Je me suis donc rendue, à pieds en bas de Chinon, pour apprendre à mieux connaitre un des fleurons de notre ville : la collégiale Saint-Mexme.
Une collégiale est une église desservie par un collège de chanoines, religieux astreints à la prière en commun, mais vivant de façon indépendante dans des maisons particulières, dont nous découvrirons plusieurs exemplaires au cours d'une promenade commentée sur le thème des cours et jardins des maisons canoniales.
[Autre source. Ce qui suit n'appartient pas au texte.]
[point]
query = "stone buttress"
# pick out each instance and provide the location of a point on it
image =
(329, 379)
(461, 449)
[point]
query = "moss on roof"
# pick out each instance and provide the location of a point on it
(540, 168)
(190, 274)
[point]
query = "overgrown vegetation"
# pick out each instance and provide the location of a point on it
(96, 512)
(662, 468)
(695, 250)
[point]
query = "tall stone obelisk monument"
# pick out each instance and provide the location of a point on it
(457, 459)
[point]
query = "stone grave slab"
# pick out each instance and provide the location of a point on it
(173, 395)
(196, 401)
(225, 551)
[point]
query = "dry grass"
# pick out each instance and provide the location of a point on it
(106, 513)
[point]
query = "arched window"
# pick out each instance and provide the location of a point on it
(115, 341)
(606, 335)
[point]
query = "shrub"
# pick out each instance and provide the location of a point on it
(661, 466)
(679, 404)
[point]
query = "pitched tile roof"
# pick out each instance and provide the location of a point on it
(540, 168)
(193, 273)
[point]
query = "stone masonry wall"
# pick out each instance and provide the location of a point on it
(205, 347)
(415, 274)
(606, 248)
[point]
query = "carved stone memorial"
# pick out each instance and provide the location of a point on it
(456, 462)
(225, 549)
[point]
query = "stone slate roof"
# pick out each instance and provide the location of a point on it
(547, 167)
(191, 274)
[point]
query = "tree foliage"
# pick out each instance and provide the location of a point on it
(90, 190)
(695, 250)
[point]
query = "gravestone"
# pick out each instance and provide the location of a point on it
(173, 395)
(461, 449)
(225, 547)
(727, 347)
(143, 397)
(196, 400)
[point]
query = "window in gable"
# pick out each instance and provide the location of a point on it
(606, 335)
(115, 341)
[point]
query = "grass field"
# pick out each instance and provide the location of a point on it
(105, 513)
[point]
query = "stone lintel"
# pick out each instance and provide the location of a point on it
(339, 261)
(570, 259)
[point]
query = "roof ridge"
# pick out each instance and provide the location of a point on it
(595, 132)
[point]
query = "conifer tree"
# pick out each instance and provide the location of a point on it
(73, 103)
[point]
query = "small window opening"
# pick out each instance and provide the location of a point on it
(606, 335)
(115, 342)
Saint Mexme était un disciple de Saint-Martin, et a fondé à cet emplacement un monastère. L'église construite ensuite est un bel exemple du premier art roman en Touraine. Transformée en collégiale vers l'an mil, elle est reconstruite selon le modèle des basiliques romaines et régulièrement agrandie avec notamment un massif occidental comportant un narthex et deux tours reprises au XV° (à droite sur la gravure).
Désaffectée à la Révolution, elle s'effondre partiellement en 1817 perdant son gros clocher. Après travaux, une école y est installée jusqu'au début des années 80. Puis la restauration des bâtiments est entreprise. Les découvertes archéologiques font prendre la décision de conserver les monuments restants et de les transformer en centre culturel.
La collégiale aujourd'hui, réduite au massif occidental.
La façade romane, mutilée à la révolution portait un riche décor sculpté.
Subsistent quelques décors d'entrelacs et de végétaux (en haut à droite).
En franchissant la porte entre les tours, nous entrons dans le narthex et nous trouvons face au portail du XII° fermant la nef.
Le narthex est doté d'une voûte en plein cintre et ses murs sont rythmés par des arcatures.
Des sculptures sont à nouveau visibles ainsi qu'un moule à cloche, caché, lui sous ce plancher.
A droite, la chapelle sud conserve un superbe décor peint du XV°. A chaque phase de construction, les fresques ont été repeintes.
Ici, une fontaine de pitié, thème rare symbolisant l'universalité du message chrétien.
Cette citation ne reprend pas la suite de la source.